There is a lot of non-sense on the web about how to become a man or what men are. I am speaking of a real man mind you. In my search to learn how to be a good man I have come across web sites that showed men how to become a man by manipulating women, better ways to lie or impursunate what women want out of a man but not actually being that. This is not what I wanted. What I wanted is to become a real man. So far, I believe a real man to be him of integrity, (http://dictionary.reference.com/browse/integrity please look it up if you have any questions or doubts of what it may be) who stands up for what is right. Who is honest, and humble, who is not prideful.
I want to talk about that for a moment. Pride is dangerous problem I have seen in my life as well as other men that I know and from what I have heard from a woman. After looking on http://dictionary.reference.com/browse/pride pride is very selfish. The problem with pride is it lacks humility. Take this as a grain of salt, but to me pride is the opposite of humility. I just checked out this website ( http://www.rootswomen.com/articles/FalsePride.html) that more defines false pride for what it is. Pride is the absense of humility. Where humility is about the welfare of others, pride is about the over importance of self. Example, I’ve been in arguments that I felt I had to be right, even when I know there was a chance I could have been wrong. Example, I have done something that I wanted to do because I didn’t want the things around me to change.
I have seen far more pride filled men than women. Why? I’m still looking for the answer.
I see that I have done a lot of things out of pride and I tell you the truth, out of an experience, that if you continue to function being filled with pride it will be a battle to be yourself.
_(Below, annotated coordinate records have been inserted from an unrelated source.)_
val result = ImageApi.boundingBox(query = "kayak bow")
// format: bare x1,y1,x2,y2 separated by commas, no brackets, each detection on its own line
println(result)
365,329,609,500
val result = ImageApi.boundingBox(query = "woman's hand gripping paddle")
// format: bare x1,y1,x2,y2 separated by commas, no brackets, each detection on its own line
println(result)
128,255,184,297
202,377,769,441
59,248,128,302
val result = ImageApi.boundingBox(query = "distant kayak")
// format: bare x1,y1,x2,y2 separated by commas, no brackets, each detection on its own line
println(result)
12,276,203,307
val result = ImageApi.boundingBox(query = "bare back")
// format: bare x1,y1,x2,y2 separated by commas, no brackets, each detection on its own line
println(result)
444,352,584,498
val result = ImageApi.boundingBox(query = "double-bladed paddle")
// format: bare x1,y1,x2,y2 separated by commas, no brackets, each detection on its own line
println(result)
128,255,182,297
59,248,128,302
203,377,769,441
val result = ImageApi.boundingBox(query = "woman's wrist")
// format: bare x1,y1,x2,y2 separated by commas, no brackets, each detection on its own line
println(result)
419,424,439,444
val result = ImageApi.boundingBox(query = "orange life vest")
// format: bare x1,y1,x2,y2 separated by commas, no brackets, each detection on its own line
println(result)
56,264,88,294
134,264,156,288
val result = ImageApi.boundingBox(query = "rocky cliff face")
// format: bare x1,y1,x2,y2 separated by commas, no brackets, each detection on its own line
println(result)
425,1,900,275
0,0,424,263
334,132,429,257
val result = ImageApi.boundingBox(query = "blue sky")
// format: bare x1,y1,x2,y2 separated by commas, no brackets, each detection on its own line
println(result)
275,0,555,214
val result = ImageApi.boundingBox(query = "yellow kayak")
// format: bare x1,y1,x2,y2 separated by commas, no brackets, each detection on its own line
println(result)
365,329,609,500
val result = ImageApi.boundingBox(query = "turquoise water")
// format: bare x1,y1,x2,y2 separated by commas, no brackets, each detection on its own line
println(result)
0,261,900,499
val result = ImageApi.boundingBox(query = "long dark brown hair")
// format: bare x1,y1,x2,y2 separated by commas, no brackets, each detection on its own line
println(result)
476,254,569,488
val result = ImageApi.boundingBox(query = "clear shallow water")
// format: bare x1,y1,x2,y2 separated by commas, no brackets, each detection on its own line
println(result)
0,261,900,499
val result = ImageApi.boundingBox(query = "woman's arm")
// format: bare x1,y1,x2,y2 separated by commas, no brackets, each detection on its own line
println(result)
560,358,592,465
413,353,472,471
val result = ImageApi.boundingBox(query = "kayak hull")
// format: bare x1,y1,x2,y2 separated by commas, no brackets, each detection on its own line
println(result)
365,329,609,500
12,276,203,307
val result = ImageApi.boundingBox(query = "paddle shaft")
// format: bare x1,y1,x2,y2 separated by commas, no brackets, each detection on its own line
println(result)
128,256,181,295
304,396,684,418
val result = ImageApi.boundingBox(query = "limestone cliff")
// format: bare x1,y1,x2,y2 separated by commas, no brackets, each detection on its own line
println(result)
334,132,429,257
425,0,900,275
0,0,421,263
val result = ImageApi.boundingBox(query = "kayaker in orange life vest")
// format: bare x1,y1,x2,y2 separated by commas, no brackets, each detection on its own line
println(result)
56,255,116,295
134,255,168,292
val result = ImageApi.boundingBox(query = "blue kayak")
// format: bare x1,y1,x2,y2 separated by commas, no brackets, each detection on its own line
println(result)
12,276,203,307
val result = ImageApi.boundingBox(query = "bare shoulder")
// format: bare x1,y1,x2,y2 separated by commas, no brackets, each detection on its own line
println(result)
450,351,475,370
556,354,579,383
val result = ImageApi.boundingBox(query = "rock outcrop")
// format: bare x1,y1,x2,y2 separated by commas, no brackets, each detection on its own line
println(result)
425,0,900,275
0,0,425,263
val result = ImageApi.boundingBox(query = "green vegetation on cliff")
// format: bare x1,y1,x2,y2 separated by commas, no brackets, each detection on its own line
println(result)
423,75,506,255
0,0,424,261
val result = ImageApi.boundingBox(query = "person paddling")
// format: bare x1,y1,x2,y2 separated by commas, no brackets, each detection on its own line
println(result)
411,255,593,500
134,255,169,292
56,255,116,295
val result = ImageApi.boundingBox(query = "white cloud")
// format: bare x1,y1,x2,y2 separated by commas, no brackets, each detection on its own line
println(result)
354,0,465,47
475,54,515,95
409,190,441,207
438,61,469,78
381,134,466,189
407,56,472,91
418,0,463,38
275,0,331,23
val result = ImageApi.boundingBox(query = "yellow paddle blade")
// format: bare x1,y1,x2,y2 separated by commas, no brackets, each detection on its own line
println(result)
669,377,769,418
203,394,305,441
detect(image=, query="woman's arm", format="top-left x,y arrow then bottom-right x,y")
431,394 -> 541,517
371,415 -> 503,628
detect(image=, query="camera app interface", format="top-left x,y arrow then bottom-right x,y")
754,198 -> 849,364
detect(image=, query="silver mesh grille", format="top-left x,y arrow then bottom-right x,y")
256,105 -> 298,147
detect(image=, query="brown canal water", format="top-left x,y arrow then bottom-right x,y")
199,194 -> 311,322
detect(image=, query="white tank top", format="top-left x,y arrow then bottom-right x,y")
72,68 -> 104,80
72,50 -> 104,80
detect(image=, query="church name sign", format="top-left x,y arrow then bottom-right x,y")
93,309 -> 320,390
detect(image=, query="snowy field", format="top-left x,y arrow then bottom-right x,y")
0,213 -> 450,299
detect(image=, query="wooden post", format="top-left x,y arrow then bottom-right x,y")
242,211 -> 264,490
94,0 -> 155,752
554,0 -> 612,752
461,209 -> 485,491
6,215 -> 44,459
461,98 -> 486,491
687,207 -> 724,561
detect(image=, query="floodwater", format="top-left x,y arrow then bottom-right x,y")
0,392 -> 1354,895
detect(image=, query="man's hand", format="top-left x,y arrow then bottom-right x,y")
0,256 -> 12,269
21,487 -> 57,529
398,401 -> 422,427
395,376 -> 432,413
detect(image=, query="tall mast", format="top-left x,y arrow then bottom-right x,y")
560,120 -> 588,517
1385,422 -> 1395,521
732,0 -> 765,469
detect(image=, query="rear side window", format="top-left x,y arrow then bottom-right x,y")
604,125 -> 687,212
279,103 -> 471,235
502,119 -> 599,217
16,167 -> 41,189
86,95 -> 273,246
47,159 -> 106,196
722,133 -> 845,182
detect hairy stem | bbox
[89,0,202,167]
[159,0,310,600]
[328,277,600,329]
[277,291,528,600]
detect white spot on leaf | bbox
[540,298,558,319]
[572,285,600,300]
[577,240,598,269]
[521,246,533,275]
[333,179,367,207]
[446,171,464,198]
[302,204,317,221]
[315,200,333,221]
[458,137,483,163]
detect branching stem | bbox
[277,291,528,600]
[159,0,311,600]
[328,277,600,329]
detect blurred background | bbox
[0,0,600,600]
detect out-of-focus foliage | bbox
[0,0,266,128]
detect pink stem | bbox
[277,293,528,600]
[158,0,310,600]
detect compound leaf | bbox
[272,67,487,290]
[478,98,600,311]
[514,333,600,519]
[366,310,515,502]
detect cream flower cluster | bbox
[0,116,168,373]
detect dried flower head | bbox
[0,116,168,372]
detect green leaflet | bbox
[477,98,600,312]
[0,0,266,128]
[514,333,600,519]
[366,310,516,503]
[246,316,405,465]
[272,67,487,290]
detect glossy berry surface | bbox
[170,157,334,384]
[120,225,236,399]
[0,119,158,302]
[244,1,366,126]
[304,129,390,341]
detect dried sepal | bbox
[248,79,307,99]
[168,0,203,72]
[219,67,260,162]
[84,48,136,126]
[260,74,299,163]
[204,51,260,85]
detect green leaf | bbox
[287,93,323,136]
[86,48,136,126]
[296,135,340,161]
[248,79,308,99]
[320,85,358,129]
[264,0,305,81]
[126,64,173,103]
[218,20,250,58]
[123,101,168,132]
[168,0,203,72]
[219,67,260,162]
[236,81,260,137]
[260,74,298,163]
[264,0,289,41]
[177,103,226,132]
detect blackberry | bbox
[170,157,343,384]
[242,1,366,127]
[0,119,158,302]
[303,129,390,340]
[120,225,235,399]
I mean who you truly are and not who you are because of what you have, or what you’ve done, or what you want to do, or what people say about you or the things that people say that you are capable of, or this or that etc… The point is be true to yourself. Be honest and upfront about your feelings and emotions. Don’t hide thoughts or actions, and don’t withold details, because the fact is with all that hiding from yourself, you’ll probably lose yourself and who you were in the first place. And it would be a shame if you never knew who you where before you let pride mask the truth because now I have to find out who I really am and not what I have believed myself to be.